Overstreet’s son, Jason had been paralyzed in a car wreck when he was 18. Overstreet is a CNA and had been accepted into the local LPN program. Instead of pursuing LPN training, she began nursing her son. At the time he was totally paralyzed.
“The nurses said, ‘You’ll never be able to take care of him,’” she recalled. “I said, ‘Oh yes I will!”
And she did. She said that she got him to the point where he had use of the upper half of his body. He got to the point where he was able to drive a car.
Then, on Oct. 7, 2011, he died. He was 27.
A few days later she discovered that somebody had placed large containers in three area businesses, two of them in the city, with typed labels that read, “Would you please help the family?” They purported to be collection points to help the family with Jason’s burial expenses. Overstreet found out about them when a relative, who works at one of the businesses, contacted her daughter. Overstreet went over to have a look.
“I just about flipped out,” she said when she saw the container.
She called the police.
“I’m very pleased with city police,” she said. “He [Shannon Walker] did all he could do.”
A person was arrested and charged with placing the containers in the stores, but was found not guilty after appearing in court this summer, she said.
But somebody did it and none of the money put in the containers went to Jason Ovestreet’s family. Vickie Overstreet said that nobody knows what the person who placed the containers did with the money.
Overstreet said that discovering that somebody was exploiting her son’s death for their own benefit added to the pain she was feeling after his death.
There were other victims, including the people who own the businesses. Overstreet said that they were shocked when they found the containers were not legitimate.

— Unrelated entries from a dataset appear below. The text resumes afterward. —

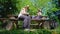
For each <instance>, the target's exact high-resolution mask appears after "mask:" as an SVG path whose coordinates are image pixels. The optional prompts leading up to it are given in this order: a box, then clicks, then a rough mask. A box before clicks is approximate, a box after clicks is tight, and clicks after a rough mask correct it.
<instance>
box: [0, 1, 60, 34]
mask: <svg viewBox="0 0 60 34" xmlns="http://www.w3.org/2000/svg"><path fill="white" fill-rule="evenodd" d="M26 5H29V6H30V8H29V9H30V11H29V13H30V15H36V12H37V9H38V8H40V9H42V12H43V15H44V16H45V15H47V16H50V18H51V17H53V16H52V14H51V13H52V12H55V11H57V10H60V9H59V8H57V7H56V4H55V3H54V2H53V1H52V0H0V15H3V17H6V15H8V14H14V15H18V14H19V12H20V10H21V8H23V7H24V6H26ZM47 12H48V13H50V15H48V14H47ZM53 18H55V19H56V21H57V22H59V20H58V18H57V16H55V17H53ZM0 25H1V22H0ZM59 30H60V26H59V27H58V28H56V29H54V30H46V29H36V30H35V31H28V32H26V31H24V30H22V29H18V30H11V31H6V30H3V29H1V28H0V34H60V31H59Z"/></svg>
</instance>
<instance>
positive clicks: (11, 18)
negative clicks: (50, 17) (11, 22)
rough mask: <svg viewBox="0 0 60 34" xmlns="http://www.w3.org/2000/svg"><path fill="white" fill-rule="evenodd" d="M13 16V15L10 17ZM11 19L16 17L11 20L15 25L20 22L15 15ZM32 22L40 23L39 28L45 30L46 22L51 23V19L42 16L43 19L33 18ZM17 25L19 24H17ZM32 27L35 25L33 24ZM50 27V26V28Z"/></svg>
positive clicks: (10, 18)
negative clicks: (14, 23) (40, 28)
mask: <svg viewBox="0 0 60 34" xmlns="http://www.w3.org/2000/svg"><path fill="white" fill-rule="evenodd" d="M10 16H11V15H10ZM11 17H15V18H14V19H13V18H10V20H12V21H14V23H16V22H18V21H19V20H18V19H17V16H15V15H13V16H11ZM31 21H35V22H36V23H38V24H37V25H38V27H39V28H40V27H41V28H44V27H45V22H47V24H48V23H49V19H47V16H42V18H41V19H39V20H38V19H35V18H34V19H33V18H31ZM16 25H17V24H16ZM32 25H34V24H32ZM48 27H49V26H48Z"/></svg>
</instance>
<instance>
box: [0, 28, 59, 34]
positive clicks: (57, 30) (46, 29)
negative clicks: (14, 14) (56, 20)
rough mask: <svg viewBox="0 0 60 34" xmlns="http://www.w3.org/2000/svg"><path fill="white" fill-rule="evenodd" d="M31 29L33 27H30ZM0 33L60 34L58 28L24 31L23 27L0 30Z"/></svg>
mask: <svg viewBox="0 0 60 34" xmlns="http://www.w3.org/2000/svg"><path fill="white" fill-rule="evenodd" d="M31 30H33V29H31ZM0 34H60V31H59V29H54V30H48V29H34V30H33V31H24V30H23V29H17V30H16V29H15V30H10V31H6V30H0Z"/></svg>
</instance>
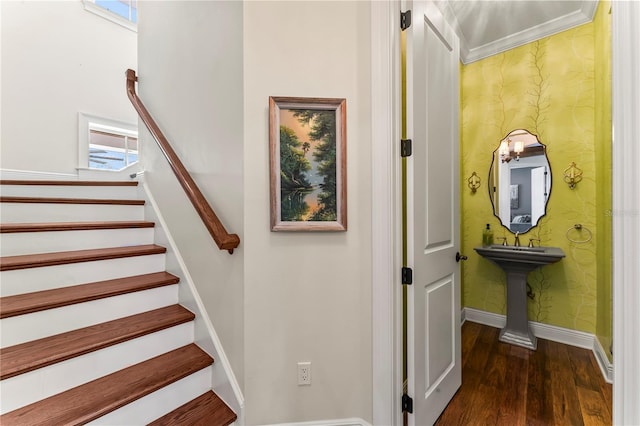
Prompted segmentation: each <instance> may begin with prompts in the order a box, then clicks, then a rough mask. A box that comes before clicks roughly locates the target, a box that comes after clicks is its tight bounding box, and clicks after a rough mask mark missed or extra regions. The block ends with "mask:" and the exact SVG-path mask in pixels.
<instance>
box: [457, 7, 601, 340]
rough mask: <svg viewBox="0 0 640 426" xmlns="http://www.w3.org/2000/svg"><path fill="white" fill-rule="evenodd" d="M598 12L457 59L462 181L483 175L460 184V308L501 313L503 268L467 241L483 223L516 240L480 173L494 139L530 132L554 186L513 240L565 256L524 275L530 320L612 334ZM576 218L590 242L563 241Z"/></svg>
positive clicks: (501, 235)
mask: <svg viewBox="0 0 640 426" xmlns="http://www.w3.org/2000/svg"><path fill="white" fill-rule="evenodd" d="M603 9H607V10H604V13H605V14H606V13H608V8H605V7H603V5H602V4H601V5H600V7H599V11H598V15H597V17H596V20H595V21H594V22H593V23H589V24H585V25H581V26H579V27H576V28H574V29H571V30H567V31H564V32H562V33H559V34H557V35H554V36H551V37H547V38H544V39H541V40H539V41H536V42H533V43H530V44H527V45H525V46H521V47H518V48H515V49H512V50H510V51H507V52H504V53H501V54H498V55H495V56H492V57H489V58H487V59H484V60H481V61H478V62H474V63H471V64H468V65H465V66H463V67H462V72H461V123H460V126H461V177H462V182H466V179H467V178H468V177H469V176H471V174H472V173H473V172H474V171H475V172H477V173H478V175H480V176H481V178H482V186H481V188H480V189H479V190H478V191H477V192H476V193H472V192H471V191H470V190H469V189H468V188H466V187H465V186H463V187H462V196H461V203H462V212H463V213H462V246H463V247H462V248H463V250H464V253H465V254H469V260H468V261H467V262H466V263H465V264H464V266H463V305H464V306H467V307H471V308H476V309H480V310H484V311H489V312H494V313H500V314H505V313H506V299H505V283H506V278H505V274H504V272H503V271H502V270H501V269H500V268H498V267H497V266H495V265H494V264H492V263H491V262H489V261H488V260H486V259H484V258H482V257H480V256H479V255H478V254H477V253H475V252H474V251H473V247H476V246H479V245H480V244H481V242H482V240H481V237H482V230H483V228H484V227H485V224H486V223H490V224H491V228H493V229H494V233H495V236H496V238H497V237H502V236H505V237H507V238H508V241H509V243H510V244H513V235H512V234H511V233H510V232H509V231H507V230H506V229H505V228H504V227H502V225H501V224H500V223H499V221H498V220H497V218H495V217H494V216H493V213H492V207H491V201H490V200H489V192H488V189H487V177H488V174H489V167H490V166H491V155H492V152H493V151H494V150H495V149H496V148H497V147H498V144H499V141H500V140H501V139H502V138H504V137H505V135H506V134H507V133H509V132H510V131H512V130H515V129H527V130H529V131H530V132H531V133H533V134H536V135H537V136H538V138H539V140H540V141H541V142H542V143H544V144H545V145H546V146H547V154H548V157H549V162H550V164H551V170H552V188H551V193H550V199H549V203H548V205H547V215H546V216H544V217H543V218H541V220H540V222H539V223H538V226H537V227H535V228H533V229H532V230H531V231H529V232H528V233H526V234H524V235H523V236H522V237H521V238H520V239H521V241H522V242H523V244H526V243H527V242H528V241H529V238H539V239H540V240H541V243H542V245H546V246H556V247H561V248H562V249H563V250H564V252H565V254H566V257H565V258H564V259H563V260H562V261H560V262H559V263H556V264H553V265H549V266H546V267H544V268H540V269H538V270H536V271H534V272H533V273H531V274H530V275H529V284H530V285H531V286H532V288H533V292H534V294H535V300H529V319H530V320H533V321H538V322H542V323H546V324H551V325H556V326H560V327H565V328H569V329H574V330H579V331H584V332H588V333H592V334H598V335H599V336H600V335H602V336H604V337H606V335H607V333H608V336H610V335H611V332H610V319H609V320H608V321H609V322H608V323H607V322H606V320H605V318H606V317H607V316H608V317H609V318H610V316H611V315H610V314H611V312H610V300H609V301H606V303H608V304H609V305H608V306H609V307H608V308H606V309H604V308H603V307H602V306H600V305H601V304H603V303H604V302H603V301H602V300H601V299H605V298H607V297H608V298H609V299H610V285H611V282H610V275H611V267H610V255H611V229H610V225H609V226H608V227H607V225H606V224H605V221H606V216H607V215H606V212H607V211H609V209H610V208H611V204H610V200H609V199H610V197H609V193H610V188H611V179H610V177H606V176H603V174H606V173H607V172H610V155H609V154H608V150H609V149H610V145H611V124H610V123H611V121H610V105H611V100H610V91H608V90H605V89H604V88H603V87H602V86H604V84H605V83H606V82H607V77H606V73H607V69H609V70H610V67H609V68H607V66H606V65H603V64H602V63H601V62H603V61H609V60H610V59H609V58H610V50H608V49H609V45H608V44H606V43H605V42H602V41H601V40H600V34H599V33H601V32H608V30H609V27H608V24H607V21H606V19H604V18H602V14H603ZM607 16H608V15H607ZM607 37H608V36H607ZM596 42H597V43H596ZM596 44H597V51H596ZM607 55H608V56H607ZM596 78H597V79H598V81H596ZM608 78H609V81H610V76H609V77H608ZM596 86H598V87H596ZM606 111H609V116H608V120H607V118H605V116H604V115H605V112H606ZM596 117H597V118H596ZM605 152H607V155H605ZM571 162H575V163H576V164H577V166H578V167H579V168H581V169H582V170H583V172H584V174H583V179H582V181H581V182H580V183H579V184H578V185H577V187H576V188H575V189H573V190H571V189H570V188H569V186H568V185H567V184H566V183H564V181H563V171H564V169H566V168H567V167H568V166H569V164H570V163H571ZM607 200H609V201H607ZM577 223H580V224H582V225H583V226H584V227H586V228H588V229H589V230H590V231H591V232H592V234H593V238H592V239H591V241H589V242H588V243H582V244H577V243H572V242H570V241H569V240H568V239H567V237H566V232H567V230H568V229H569V228H571V227H572V226H573V225H574V224H577ZM573 232H577V231H573ZM584 233H585V231H583V234H584ZM584 235H586V234H584ZM572 236H573V238H574V239H577V238H578V237H579V236H580V235H579V234H577V235H576V234H572ZM606 288H608V290H606ZM607 291H608V294H605V293H606V292H607ZM596 330H598V332H597V333H596ZM609 338H610V337H609ZM603 340H604V339H603V338H602V337H601V341H603ZM603 346H604V343H603ZM605 348H608V346H605Z"/></svg>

Other victims were the people who put money in the containers, thinking they were helping somebody in need. She said that, although the business owners didn’t know exactly how much was being put in the containers, they could see that there was a lot of money, including $20 bills, in them.
Overstreet wants to warn people to beware of these collection cans. She said that she will never again put money in them.
“Even if I know the person, I’ll take the money to the person,” she said. “I’ll never drop a dime in a can.”